What is already known about this topic? Tecovirimat (Tpoxx) was approved by the Food and Drug Administration for treatment of smallpox based on data obtained from animal models; there are no safety or efficacy data regarding its use in patients with Monkeypox virus infection.

What is added by this report? Among 549 patients with Monkeypox virus infection treated with tecovirimat under an Expanded Access Investigational New Drug protocol, 99.8% received it orally as an outpatient. Among 369 patients, few adverse events were reported.

What are the implications for public health practice? Tecovirimat is generally well tolerated, and these data support continued access to treatment with tecovirimat during the current monkeypox outbreak.

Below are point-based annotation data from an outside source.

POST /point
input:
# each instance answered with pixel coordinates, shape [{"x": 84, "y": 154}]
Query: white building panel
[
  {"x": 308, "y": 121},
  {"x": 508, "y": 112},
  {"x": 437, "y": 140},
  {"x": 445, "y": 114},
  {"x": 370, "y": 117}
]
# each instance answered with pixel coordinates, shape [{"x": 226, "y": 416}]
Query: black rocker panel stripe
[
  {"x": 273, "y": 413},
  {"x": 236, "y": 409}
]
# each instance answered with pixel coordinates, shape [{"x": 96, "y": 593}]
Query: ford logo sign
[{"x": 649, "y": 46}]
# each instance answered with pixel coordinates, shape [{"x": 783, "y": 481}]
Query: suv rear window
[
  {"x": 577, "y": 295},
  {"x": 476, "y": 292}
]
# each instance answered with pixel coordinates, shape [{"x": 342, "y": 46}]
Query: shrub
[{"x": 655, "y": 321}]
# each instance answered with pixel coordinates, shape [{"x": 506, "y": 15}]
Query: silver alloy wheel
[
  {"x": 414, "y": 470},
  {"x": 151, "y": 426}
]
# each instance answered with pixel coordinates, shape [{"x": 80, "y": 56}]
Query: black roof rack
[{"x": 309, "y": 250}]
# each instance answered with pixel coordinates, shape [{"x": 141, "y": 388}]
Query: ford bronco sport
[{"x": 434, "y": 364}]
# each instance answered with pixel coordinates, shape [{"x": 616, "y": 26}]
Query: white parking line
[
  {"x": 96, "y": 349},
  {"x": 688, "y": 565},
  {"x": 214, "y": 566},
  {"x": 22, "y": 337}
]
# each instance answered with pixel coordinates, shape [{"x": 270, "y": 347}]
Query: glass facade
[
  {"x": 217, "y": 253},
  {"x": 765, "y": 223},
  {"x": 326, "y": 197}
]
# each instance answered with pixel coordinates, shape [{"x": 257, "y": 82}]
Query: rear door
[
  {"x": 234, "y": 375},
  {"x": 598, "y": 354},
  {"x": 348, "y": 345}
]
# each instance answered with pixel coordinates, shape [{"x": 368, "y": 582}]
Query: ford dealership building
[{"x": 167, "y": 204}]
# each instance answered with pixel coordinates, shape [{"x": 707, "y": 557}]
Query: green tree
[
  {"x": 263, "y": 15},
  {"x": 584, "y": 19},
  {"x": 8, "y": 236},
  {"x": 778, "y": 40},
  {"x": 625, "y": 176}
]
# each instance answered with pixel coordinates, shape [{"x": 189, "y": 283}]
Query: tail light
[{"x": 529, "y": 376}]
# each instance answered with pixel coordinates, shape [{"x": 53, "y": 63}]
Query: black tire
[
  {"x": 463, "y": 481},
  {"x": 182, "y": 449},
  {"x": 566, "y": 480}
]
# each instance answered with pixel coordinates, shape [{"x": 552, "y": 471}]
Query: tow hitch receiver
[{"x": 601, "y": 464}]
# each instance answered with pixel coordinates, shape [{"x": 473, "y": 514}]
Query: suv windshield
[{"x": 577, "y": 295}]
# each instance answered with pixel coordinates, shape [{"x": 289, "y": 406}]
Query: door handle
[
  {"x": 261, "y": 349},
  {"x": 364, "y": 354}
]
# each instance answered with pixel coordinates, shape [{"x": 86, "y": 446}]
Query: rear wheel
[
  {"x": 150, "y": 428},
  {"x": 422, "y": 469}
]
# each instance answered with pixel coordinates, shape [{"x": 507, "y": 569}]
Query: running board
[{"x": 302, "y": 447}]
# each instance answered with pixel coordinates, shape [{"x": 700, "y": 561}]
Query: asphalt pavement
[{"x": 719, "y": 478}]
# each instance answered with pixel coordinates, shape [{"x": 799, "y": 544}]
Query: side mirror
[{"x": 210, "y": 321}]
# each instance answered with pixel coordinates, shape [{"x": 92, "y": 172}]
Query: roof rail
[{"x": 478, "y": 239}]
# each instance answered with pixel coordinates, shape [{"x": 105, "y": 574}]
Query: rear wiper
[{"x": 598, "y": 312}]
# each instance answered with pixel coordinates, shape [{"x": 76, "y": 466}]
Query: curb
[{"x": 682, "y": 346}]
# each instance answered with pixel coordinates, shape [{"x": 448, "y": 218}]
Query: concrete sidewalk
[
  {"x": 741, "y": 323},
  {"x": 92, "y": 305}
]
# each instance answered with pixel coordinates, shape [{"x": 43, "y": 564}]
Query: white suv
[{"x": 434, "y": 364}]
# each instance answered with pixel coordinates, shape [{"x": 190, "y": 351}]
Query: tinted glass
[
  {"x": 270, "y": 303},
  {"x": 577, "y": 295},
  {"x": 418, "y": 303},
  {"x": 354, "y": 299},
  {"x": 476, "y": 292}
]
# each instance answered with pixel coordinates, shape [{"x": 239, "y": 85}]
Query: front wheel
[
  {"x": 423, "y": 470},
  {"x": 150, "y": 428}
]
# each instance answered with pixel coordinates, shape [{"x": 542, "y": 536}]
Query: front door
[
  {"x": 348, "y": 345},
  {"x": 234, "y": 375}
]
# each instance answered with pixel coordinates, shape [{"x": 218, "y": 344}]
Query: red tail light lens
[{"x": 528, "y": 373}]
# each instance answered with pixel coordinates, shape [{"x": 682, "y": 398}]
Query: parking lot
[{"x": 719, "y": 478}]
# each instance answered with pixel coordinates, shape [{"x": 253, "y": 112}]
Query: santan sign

Currently, no Food and Drug Administration (FDA)–approved treatments for human monkeypox are available. Tecovirimat (Tpoxx), however, is an antiviral drug that has demonstrated efficacy in animal studies and is FDA-approved for treating smallpox. Use of tecovirimat for treatment of monkeypox in the United States is permitted only through an FDA-regulated Expanded Access Investigational New Drug (EA-IND) mechanism. CDC holds a nonresearch EA-IND protocol that facilitates access to and use of tecovirimat for treatment of monkeypox.§ The protocol includes patient treatment and adverse event reporting forms to monitor safety and ensure intended clinical use in accordance with FDA EA-IND requirements. The current multinational monkeypox outbreak, first detected in a country where Monkeypox virus infection is not endemic in May 2022, has predominantly affected gay, bisexual, and other men who have sex with men (MSM) (1,2). To describe characteristics of persons treated with tecovirimat for Monkeypox virus infection, demographic and clinical data abstracted from available tecovirimat EA-IND treatment forms were analyzed. As of August 20, 2022, intake and outcome forms were available for 549 and 369 patients, respectively; 97.7% of patients were men, with a median age of 36.5 years. Among patients with available data, 38.8% were reported to be non-Hispanic White (White) persons, 99.8% were prescribed oral tecovirimat, and 93.1% were not hospitalized. Approximately one half of patients with Monkeypox virus infection who received tecovirimat were living with HIV infection. The median interval from initiation of tecovirimat to subjective improvement was 3 days and did not differ by HIV infection status. Adverse events were reported in 3.5% of patients; all but one adverse event were nonserious. These data support the continued access to and treatment with tecovirimat for patients with or at risk for severe disease in the ongoing monkeypox outbreak.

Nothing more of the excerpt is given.